À ce stade de l’article, on se demandera quelle a été l’annonce finale, mais il est certain que le débat ne s’arrêtera jamais et ne débouchera jamais sur un consensus (comme c’est le cas pour toutes les questions économiques). Néanmoins, l’école qui a fini par devenir populaire dans la pratique était l’école orthodoxe.

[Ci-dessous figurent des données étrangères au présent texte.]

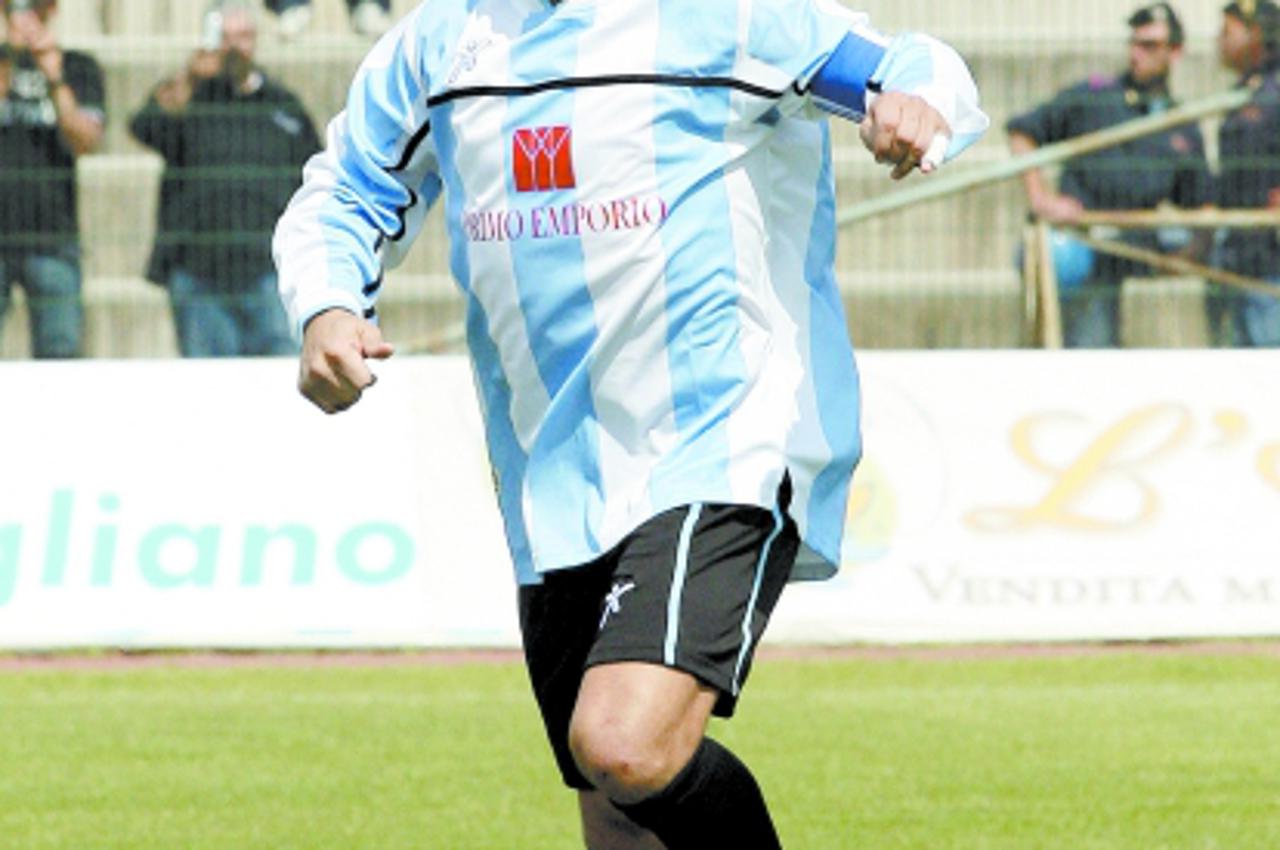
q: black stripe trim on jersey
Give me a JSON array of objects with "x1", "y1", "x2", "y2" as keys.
[
  {"x1": 426, "y1": 74, "x2": 787, "y2": 106},
  {"x1": 387, "y1": 186, "x2": 419, "y2": 242},
  {"x1": 392, "y1": 120, "x2": 431, "y2": 172},
  {"x1": 374, "y1": 120, "x2": 431, "y2": 244}
]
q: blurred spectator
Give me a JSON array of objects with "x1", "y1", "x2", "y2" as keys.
[
  {"x1": 0, "y1": 0, "x2": 105, "y2": 357},
  {"x1": 129, "y1": 1, "x2": 320, "y2": 357},
  {"x1": 266, "y1": 0, "x2": 392, "y2": 38},
  {"x1": 1007, "y1": 3, "x2": 1211, "y2": 348},
  {"x1": 1208, "y1": 0, "x2": 1280, "y2": 346}
]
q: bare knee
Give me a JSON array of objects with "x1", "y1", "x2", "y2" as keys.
[{"x1": 570, "y1": 718, "x2": 687, "y2": 804}]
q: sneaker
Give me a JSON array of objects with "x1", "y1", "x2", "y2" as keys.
[
  {"x1": 280, "y1": 5, "x2": 311, "y2": 41},
  {"x1": 351, "y1": 0, "x2": 392, "y2": 37}
]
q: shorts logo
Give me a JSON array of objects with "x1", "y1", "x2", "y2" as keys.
[
  {"x1": 600, "y1": 580, "x2": 636, "y2": 629},
  {"x1": 511, "y1": 124, "x2": 577, "y2": 192}
]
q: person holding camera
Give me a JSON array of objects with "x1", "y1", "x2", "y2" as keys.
[
  {"x1": 129, "y1": 0, "x2": 320, "y2": 357},
  {"x1": 0, "y1": 0, "x2": 105, "y2": 358}
]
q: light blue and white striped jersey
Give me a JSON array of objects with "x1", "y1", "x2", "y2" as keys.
[{"x1": 275, "y1": 0, "x2": 980, "y2": 584}]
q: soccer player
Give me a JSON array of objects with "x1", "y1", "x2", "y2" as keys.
[{"x1": 275, "y1": 0, "x2": 987, "y2": 850}]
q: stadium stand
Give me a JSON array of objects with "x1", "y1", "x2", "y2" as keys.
[{"x1": 0, "y1": 0, "x2": 1231, "y2": 357}]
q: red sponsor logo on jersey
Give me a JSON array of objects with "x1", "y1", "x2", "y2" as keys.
[{"x1": 511, "y1": 125, "x2": 577, "y2": 192}]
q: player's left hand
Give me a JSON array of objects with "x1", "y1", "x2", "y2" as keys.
[
  {"x1": 859, "y1": 91, "x2": 951, "y2": 180},
  {"x1": 298, "y1": 309, "x2": 396, "y2": 413}
]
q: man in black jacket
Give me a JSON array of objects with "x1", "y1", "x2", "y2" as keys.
[
  {"x1": 129, "y1": 3, "x2": 320, "y2": 357},
  {"x1": 0, "y1": 0, "x2": 105, "y2": 357}
]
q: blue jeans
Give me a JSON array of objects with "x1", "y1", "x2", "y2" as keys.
[
  {"x1": 0, "y1": 247, "x2": 84, "y2": 360},
  {"x1": 1206, "y1": 275, "x2": 1280, "y2": 348},
  {"x1": 169, "y1": 269, "x2": 297, "y2": 357}
]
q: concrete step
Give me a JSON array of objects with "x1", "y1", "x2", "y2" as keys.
[
  {"x1": 47, "y1": 0, "x2": 1222, "y2": 45},
  {"x1": 0, "y1": 269, "x2": 1208, "y2": 360}
]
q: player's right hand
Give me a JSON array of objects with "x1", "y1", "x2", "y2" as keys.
[{"x1": 298, "y1": 309, "x2": 396, "y2": 413}]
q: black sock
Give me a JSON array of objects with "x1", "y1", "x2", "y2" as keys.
[{"x1": 618, "y1": 737, "x2": 782, "y2": 850}]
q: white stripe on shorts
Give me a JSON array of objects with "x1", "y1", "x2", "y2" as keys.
[
  {"x1": 733, "y1": 506, "x2": 782, "y2": 696},
  {"x1": 662, "y1": 503, "x2": 703, "y2": 667}
]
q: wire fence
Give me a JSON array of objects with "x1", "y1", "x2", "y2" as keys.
[{"x1": 0, "y1": 0, "x2": 1274, "y2": 358}]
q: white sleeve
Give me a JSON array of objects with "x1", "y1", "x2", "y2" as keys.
[{"x1": 273, "y1": 9, "x2": 442, "y2": 335}]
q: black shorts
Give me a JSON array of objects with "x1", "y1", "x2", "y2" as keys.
[{"x1": 520, "y1": 481, "x2": 799, "y2": 789}]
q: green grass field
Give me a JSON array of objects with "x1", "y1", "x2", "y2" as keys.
[{"x1": 0, "y1": 652, "x2": 1280, "y2": 850}]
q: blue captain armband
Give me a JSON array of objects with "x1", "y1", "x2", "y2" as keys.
[{"x1": 809, "y1": 32, "x2": 888, "y2": 122}]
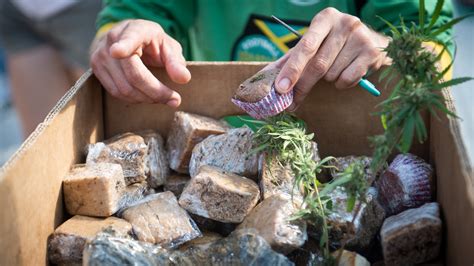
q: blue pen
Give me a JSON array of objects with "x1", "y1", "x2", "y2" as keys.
[{"x1": 272, "y1": 16, "x2": 380, "y2": 96}]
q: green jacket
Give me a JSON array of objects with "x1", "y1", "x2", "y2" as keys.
[{"x1": 97, "y1": 0, "x2": 452, "y2": 61}]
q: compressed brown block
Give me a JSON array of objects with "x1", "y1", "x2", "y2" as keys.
[
  {"x1": 137, "y1": 130, "x2": 170, "y2": 188},
  {"x1": 259, "y1": 154, "x2": 303, "y2": 199},
  {"x1": 164, "y1": 174, "x2": 190, "y2": 197},
  {"x1": 63, "y1": 163, "x2": 125, "y2": 217},
  {"x1": 237, "y1": 194, "x2": 308, "y2": 254},
  {"x1": 179, "y1": 165, "x2": 260, "y2": 223},
  {"x1": 380, "y1": 202, "x2": 442, "y2": 266},
  {"x1": 166, "y1": 112, "x2": 228, "y2": 174},
  {"x1": 122, "y1": 191, "x2": 201, "y2": 247},
  {"x1": 48, "y1": 215, "x2": 132, "y2": 265},
  {"x1": 86, "y1": 133, "x2": 149, "y2": 185},
  {"x1": 189, "y1": 127, "x2": 258, "y2": 179}
]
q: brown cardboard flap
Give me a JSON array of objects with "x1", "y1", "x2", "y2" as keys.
[
  {"x1": 104, "y1": 62, "x2": 429, "y2": 158},
  {"x1": 431, "y1": 90, "x2": 474, "y2": 265},
  {"x1": 0, "y1": 62, "x2": 468, "y2": 265},
  {"x1": 0, "y1": 69, "x2": 103, "y2": 265}
]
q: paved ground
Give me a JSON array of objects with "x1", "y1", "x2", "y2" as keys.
[{"x1": 0, "y1": 4, "x2": 474, "y2": 165}]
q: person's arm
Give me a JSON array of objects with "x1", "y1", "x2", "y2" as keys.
[
  {"x1": 90, "y1": 0, "x2": 193, "y2": 107},
  {"x1": 269, "y1": 8, "x2": 390, "y2": 111},
  {"x1": 268, "y1": 0, "x2": 452, "y2": 111}
]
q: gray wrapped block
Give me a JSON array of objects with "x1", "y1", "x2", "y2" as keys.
[{"x1": 380, "y1": 202, "x2": 442, "y2": 266}]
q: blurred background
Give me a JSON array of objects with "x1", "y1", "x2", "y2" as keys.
[{"x1": 0, "y1": 0, "x2": 474, "y2": 166}]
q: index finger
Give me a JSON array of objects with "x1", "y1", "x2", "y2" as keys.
[
  {"x1": 275, "y1": 9, "x2": 333, "y2": 94},
  {"x1": 110, "y1": 20, "x2": 164, "y2": 59}
]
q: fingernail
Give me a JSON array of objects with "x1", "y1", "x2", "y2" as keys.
[
  {"x1": 277, "y1": 78, "x2": 291, "y2": 93},
  {"x1": 286, "y1": 103, "x2": 296, "y2": 113},
  {"x1": 166, "y1": 99, "x2": 179, "y2": 108}
]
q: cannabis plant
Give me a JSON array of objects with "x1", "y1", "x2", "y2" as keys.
[{"x1": 254, "y1": 0, "x2": 471, "y2": 264}]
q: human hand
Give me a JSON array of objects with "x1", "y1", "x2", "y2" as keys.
[
  {"x1": 90, "y1": 19, "x2": 191, "y2": 107},
  {"x1": 268, "y1": 8, "x2": 391, "y2": 111}
]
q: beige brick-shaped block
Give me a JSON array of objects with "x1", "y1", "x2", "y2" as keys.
[
  {"x1": 179, "y1": 165, "x2": 260, "y2": 223},
  {"x1": 63, "y1": 163, "x2": 125, "y2": 217},
  {"x1": 137, "y1": 130, "x2": 170, "y2": 188},
  {"x1": 86, "y1": 133, "x2": 149, "y2": 185},
  {"x1": 332, "y1": 250, "x2": 370, "y2": 266},
  {"x1": 164, "y1": 174, "x2": 190, "y2": 197},
  {"x1": 237, "y1": 194, "x2": 308, "y2": 254},
  {"x1": 380, "y1": 202, "x2": 442, "y2": 266},
  {"x1": 48, "y1": 215, "x2": 132, "y2": 265},
  {"x1": 166, "y1": 112, "x2": 228, "y2": 174},
  {"x1": 189, "y1": 127, "x2": 258, "y2": 179},
  {"x1": 122, "y1": 191, "x2": 201, "y2": 247}
]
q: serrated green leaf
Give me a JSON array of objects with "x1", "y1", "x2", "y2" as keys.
[
  {"x1": 427, "y1": 0, "x2": 444, "y2": 32},
  {"x1": 432, "y1": 77, "x2": 473, "y2": 90},
  {"x1": 376, "y1": 16, "x2": 400, "y2": 35},
  {"x1": 346, "y1": 196, "x2": 356, "y2": 212},
  {"x1": 400, "y1": 116, "x2": 415, "y2": 153},
  {"x1": 415, "y1": 112, "x2": 428, "y2": 143},
  {"x1": 418, "y1": 0, "x2": 426, "y2": 32}
]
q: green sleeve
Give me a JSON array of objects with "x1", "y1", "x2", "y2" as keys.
[
  {"x1": 96, "y1": 0, "x2": 195, "y2": 58},
  {"x1": 361, "y1": 0, "x2": 454, "y2": 55}
]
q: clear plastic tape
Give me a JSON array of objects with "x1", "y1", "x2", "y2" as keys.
[
  {"x1": 86, "y1": 133, "x2": 149, "y2": 185},
  {"x1": 115, "y1": 182, "x2": 149, "y2": 217},
  {"x1": 137, "y1": 130, "x2": 171, "y2": 188},
  {"x1": 119, "y1": 191, "x2": 202, "y2": 248},
  {"x1": 83, "y1": 229, "x2": 294, "y2": 266}
]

Cela est principalement dû au fait que les hypothèses implicites dans la fonction de production orthodoxe permettent l’application du calcul différentiel et se tournent ainsi vers la théorie d’un substantif plus « scientifique », alors qu’en réalité d’autres types de fonction de production comme celle de Leontief ont été développés. qui, pour de nombreux économistes, principalement hétérodoxes, a une plus grande validité empirique du fait des hypothèses qu’elle met en œuvre.

En conclusion, je voudrais m’appuyer sur ce que Robinson a décrit dans la citation par laquelle l’article a commencé, afin de rappeler l’scepticisme qu’il faut considérer comme entièrement économiste pour discuter des modèles économiques qui nous sont souvent présentés comme la vérité. révélé et ce que nous devons croire comme dogme de foi. Ce qui est certain, c’est que l’économie, en tant que science sociale, n’est pas exempte d’arbitraire.